# Advanced Transliteration Pipeline Playground

Use this notebook to interactively test the 7-step hybrid transliteration pipeline.

## Setup
Run the cell below to load the necessary modules.

In [1]:
import sys
import os

# Add project root to path
sys.path.insert(0, os.path.abspath(os.path.join(os.getcwd(), '..')))
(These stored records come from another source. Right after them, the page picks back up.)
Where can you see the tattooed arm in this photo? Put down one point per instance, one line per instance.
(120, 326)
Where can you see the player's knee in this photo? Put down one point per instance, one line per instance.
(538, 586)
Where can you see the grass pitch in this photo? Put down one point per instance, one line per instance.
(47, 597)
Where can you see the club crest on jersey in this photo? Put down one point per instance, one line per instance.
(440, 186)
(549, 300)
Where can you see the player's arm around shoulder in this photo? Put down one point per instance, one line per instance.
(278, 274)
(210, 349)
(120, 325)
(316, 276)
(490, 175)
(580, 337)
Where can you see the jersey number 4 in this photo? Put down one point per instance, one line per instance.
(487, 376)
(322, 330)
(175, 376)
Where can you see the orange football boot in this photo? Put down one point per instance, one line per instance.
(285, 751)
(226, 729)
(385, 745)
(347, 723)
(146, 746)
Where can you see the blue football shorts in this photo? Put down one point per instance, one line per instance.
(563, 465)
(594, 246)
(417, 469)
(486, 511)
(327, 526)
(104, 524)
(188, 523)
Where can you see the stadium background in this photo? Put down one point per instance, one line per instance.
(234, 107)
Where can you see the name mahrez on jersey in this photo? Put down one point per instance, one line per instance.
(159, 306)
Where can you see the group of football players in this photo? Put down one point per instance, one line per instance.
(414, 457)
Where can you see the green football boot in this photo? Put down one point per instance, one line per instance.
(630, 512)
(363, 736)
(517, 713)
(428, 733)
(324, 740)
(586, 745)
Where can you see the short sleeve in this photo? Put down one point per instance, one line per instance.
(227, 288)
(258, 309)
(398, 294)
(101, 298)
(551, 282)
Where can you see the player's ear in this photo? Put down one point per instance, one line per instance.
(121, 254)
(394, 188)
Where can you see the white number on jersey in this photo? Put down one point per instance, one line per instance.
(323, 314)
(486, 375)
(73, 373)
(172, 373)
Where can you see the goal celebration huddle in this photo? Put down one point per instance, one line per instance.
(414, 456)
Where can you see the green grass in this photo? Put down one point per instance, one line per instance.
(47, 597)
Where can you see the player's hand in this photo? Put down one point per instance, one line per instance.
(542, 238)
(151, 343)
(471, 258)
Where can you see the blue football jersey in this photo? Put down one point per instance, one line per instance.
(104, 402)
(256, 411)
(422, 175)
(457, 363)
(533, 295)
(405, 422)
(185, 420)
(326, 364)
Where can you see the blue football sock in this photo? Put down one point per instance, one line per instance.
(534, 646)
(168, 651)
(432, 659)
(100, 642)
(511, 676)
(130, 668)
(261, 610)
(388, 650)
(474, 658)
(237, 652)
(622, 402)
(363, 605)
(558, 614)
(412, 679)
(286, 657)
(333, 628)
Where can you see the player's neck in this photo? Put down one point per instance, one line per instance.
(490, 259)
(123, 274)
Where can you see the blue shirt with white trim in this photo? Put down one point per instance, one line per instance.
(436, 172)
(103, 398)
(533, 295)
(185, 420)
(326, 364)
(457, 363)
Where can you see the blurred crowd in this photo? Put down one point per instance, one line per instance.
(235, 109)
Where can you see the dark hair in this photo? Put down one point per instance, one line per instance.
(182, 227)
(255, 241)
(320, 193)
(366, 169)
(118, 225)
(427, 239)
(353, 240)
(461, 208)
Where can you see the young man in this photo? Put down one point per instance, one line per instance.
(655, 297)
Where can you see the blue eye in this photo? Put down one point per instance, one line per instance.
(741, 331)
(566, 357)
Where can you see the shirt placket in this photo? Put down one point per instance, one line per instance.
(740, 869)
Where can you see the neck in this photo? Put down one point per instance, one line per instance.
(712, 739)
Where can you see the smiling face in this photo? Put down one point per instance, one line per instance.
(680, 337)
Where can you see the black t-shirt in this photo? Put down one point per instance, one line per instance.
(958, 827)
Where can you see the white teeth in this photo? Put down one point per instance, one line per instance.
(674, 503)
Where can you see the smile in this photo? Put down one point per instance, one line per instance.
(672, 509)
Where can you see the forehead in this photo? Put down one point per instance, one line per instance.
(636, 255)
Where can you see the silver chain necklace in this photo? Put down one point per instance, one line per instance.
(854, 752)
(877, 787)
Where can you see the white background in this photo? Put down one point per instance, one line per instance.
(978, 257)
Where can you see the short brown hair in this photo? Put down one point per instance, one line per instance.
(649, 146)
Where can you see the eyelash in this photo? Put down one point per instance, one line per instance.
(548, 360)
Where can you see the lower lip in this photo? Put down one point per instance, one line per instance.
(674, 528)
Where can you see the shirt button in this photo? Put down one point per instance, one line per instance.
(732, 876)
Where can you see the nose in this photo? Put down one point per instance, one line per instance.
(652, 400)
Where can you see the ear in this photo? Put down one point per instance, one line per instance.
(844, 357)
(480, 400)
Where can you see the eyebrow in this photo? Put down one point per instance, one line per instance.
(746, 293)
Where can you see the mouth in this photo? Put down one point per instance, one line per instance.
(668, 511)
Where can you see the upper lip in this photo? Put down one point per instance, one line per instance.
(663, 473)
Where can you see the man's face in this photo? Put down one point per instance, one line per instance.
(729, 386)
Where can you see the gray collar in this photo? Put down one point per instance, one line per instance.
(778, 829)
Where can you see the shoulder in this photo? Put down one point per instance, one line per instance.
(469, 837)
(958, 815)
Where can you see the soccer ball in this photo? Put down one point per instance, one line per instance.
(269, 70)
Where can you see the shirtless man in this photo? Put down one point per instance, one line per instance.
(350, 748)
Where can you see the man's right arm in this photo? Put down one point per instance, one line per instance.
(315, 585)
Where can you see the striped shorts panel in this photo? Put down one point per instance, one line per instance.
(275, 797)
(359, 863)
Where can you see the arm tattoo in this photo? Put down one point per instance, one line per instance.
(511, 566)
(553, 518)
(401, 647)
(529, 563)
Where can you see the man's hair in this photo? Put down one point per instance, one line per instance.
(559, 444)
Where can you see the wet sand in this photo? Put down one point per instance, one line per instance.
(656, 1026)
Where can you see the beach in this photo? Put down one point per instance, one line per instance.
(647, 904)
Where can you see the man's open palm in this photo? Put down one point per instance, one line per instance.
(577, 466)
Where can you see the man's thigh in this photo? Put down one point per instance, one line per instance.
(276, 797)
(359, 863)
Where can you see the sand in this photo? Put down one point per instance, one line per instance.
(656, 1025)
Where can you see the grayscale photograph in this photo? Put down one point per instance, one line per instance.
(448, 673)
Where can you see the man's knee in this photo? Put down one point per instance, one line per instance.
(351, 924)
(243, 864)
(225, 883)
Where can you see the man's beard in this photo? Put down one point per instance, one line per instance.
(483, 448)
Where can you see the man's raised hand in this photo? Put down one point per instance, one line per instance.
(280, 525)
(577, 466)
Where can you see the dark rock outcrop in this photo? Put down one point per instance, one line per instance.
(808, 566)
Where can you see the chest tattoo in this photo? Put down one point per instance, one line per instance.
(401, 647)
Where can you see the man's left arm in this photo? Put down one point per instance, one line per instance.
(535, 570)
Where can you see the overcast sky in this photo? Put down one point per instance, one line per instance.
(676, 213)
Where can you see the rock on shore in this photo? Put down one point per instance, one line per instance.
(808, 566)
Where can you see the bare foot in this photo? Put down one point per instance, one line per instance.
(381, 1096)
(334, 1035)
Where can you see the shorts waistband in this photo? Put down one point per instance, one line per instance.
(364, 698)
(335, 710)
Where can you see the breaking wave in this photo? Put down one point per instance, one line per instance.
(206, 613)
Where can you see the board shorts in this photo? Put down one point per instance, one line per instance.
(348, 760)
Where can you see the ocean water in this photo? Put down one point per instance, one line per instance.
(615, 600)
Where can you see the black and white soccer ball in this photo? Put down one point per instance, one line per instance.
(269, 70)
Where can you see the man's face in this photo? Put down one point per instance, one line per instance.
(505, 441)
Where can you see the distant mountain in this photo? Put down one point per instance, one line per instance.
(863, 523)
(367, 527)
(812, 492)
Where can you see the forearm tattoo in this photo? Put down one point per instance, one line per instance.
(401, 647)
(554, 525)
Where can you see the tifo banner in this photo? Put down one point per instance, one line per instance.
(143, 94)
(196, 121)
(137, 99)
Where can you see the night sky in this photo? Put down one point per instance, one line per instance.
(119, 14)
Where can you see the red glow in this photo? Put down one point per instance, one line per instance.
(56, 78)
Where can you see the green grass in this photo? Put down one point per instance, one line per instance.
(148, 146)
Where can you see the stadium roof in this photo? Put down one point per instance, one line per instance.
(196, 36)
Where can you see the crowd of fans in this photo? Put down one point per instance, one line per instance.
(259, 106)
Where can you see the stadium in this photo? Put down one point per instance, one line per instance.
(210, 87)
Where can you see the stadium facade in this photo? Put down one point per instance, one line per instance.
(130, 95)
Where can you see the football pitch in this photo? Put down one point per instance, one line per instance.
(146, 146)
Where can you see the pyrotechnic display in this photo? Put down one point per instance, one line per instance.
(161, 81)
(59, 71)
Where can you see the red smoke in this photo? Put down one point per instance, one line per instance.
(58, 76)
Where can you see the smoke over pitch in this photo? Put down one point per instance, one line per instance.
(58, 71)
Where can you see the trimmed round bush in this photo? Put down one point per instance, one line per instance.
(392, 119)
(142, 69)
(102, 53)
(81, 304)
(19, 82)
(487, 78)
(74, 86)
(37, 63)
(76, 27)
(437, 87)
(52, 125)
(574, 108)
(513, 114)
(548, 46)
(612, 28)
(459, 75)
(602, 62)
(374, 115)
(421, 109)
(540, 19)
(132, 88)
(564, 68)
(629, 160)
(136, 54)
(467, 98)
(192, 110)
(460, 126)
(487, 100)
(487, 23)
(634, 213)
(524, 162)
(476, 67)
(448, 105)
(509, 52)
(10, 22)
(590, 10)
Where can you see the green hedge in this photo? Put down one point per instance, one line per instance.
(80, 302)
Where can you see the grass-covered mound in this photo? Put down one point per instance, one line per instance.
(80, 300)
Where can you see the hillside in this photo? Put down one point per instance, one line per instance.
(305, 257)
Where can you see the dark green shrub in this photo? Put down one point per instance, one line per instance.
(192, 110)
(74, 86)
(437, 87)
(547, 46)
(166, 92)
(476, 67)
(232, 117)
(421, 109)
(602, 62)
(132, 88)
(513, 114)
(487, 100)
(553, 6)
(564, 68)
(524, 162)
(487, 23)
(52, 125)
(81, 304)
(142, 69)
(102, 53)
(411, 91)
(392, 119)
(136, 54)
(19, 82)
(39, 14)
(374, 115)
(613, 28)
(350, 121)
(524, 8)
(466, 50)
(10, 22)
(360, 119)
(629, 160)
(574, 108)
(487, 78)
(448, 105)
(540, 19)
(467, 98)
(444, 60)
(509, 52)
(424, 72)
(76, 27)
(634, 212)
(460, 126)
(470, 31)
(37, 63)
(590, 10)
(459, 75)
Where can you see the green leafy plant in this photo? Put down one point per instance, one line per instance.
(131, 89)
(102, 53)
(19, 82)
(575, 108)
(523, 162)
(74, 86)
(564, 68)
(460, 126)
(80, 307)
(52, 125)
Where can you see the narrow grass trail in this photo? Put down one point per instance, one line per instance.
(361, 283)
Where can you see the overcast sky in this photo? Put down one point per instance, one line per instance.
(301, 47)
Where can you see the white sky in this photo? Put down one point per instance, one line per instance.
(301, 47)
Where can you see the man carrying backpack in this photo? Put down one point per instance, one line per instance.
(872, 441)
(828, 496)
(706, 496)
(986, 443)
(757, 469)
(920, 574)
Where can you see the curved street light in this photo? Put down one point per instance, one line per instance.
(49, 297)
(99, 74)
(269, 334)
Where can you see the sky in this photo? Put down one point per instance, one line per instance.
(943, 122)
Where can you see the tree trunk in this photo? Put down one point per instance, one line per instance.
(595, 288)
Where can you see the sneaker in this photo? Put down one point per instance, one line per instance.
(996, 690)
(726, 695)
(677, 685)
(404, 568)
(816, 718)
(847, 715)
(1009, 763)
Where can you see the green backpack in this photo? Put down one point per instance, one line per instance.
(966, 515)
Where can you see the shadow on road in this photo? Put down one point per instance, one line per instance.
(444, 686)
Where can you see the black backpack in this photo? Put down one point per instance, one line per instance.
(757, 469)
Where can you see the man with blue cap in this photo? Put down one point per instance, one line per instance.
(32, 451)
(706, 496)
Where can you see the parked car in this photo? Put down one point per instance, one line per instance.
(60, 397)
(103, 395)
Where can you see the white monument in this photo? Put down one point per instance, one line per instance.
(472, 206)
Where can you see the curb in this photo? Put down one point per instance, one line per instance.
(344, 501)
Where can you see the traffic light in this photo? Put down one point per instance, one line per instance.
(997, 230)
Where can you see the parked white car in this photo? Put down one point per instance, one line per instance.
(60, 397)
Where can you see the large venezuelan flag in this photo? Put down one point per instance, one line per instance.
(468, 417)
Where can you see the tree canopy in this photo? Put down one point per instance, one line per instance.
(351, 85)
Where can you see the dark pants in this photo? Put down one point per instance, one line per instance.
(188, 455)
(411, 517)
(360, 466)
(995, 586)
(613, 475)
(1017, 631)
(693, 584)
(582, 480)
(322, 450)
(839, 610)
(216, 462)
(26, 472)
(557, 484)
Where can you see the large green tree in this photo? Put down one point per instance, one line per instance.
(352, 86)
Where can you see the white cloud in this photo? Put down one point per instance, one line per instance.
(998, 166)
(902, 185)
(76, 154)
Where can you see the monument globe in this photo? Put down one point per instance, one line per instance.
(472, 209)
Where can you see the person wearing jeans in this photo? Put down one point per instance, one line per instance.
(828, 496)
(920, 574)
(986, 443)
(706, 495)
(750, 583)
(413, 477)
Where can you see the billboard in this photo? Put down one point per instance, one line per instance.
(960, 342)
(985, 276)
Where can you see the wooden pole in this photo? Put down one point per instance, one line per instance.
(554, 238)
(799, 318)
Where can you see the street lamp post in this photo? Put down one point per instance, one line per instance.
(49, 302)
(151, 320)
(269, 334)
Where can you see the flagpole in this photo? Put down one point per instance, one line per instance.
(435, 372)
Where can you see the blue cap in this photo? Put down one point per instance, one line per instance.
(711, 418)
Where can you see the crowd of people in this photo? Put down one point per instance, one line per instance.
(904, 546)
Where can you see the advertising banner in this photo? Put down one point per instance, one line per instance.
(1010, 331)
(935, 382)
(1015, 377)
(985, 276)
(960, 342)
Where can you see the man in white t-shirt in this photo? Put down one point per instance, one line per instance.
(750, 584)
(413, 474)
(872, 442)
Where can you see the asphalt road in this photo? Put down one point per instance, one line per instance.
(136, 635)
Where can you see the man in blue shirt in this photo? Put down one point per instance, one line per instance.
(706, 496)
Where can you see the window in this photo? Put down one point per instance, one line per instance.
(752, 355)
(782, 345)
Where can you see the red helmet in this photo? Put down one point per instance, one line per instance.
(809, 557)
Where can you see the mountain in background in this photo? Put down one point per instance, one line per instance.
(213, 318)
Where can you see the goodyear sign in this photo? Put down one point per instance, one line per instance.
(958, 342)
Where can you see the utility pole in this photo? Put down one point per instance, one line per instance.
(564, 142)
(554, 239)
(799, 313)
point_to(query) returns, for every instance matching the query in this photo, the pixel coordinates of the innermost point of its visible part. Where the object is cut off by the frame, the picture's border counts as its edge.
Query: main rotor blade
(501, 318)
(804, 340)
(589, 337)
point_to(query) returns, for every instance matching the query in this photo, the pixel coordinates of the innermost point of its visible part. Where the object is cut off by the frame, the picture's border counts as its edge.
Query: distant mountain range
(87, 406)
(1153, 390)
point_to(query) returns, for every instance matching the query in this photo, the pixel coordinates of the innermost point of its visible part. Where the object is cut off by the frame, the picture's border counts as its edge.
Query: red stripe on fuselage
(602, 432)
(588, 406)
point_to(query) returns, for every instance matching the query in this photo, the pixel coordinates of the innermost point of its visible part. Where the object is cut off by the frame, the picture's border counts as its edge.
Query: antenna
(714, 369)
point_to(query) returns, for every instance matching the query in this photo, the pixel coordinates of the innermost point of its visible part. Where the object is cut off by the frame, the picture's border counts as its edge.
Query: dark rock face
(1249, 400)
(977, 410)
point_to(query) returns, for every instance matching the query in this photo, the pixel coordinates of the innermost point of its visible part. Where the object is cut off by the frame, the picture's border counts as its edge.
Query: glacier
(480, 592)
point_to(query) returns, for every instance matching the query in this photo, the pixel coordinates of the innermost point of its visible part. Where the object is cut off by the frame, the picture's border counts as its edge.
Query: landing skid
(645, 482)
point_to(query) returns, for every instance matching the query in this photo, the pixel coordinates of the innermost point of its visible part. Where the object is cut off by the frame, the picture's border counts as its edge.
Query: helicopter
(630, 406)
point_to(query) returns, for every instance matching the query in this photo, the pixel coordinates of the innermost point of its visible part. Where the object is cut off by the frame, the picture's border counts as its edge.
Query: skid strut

from services.transliteration_core import (
    calculate_name_similarity,
    tokenize_arabic_name,
    tokenize_latin_name,
    arabic_to_latin,
    jaro_winkler_similarity,
)
from utils.text_normalization import (
    normalize_arabic,
    normalize_latin,
)

print("Modules loaded successfully!")

Modules loaded successfully!


## Step 1: Arabic Normalization
Test how Arabic text is normalized (diacritics removed, alef unified, etc.).

In [2]:
arabic_names = [
    "أحمد",
    "محمّد",
    "فاطمة",
    "عبدالله"
]

for name in arabic_names:
    normalized = normalize_arabic(name)
    print(f"Original: {name}\nNormalized: {normalized}\n---")

Original: أحمد
Normalized: احمد
---
Original: محمّد
Normalized: محمد
---
Original: فاطمة
Normalized: فاطمه
---
Original: عبدالله
Normalized: عبدالله
---


## Step 2: Tokenization
See how names are split into tokens (handling compounds like "Abdullah" or "Bin").

In [3]:
names_to_tokenize = [
    "عبدالله محمد",
    "أحمد بن سعيد",
    "Abdullah Mohammed",
    "Ahmed bin Saeed"
]

for name in names_to_tokenize:
    # Auto-detect language for tokenization demo
    if any("\u0600" <= c <= "\u06FF" for c in name):
        tokens = tokenize_arabic_name(name)
        lang = "Arabic"
    else:
        tokens = tokenize_latin_name(name)
        lang = "Latin"
        
    print(f"{lang}: '{name}' -> {tokens}")

Arabic: 'عبدالله محمد' -> ['عبد', 'الله', 'محمد']
Arabic: 'أحمد بن سعيد' -> ['احمد', 'بن', 'سعيد']
Latin: 'Abdullah Mohammed' -> ['abd', 'al', 'lah', 'mohammed']
Latin: 'Ahmed bin Saeed' -> ['ahmed', 'bin', 'said']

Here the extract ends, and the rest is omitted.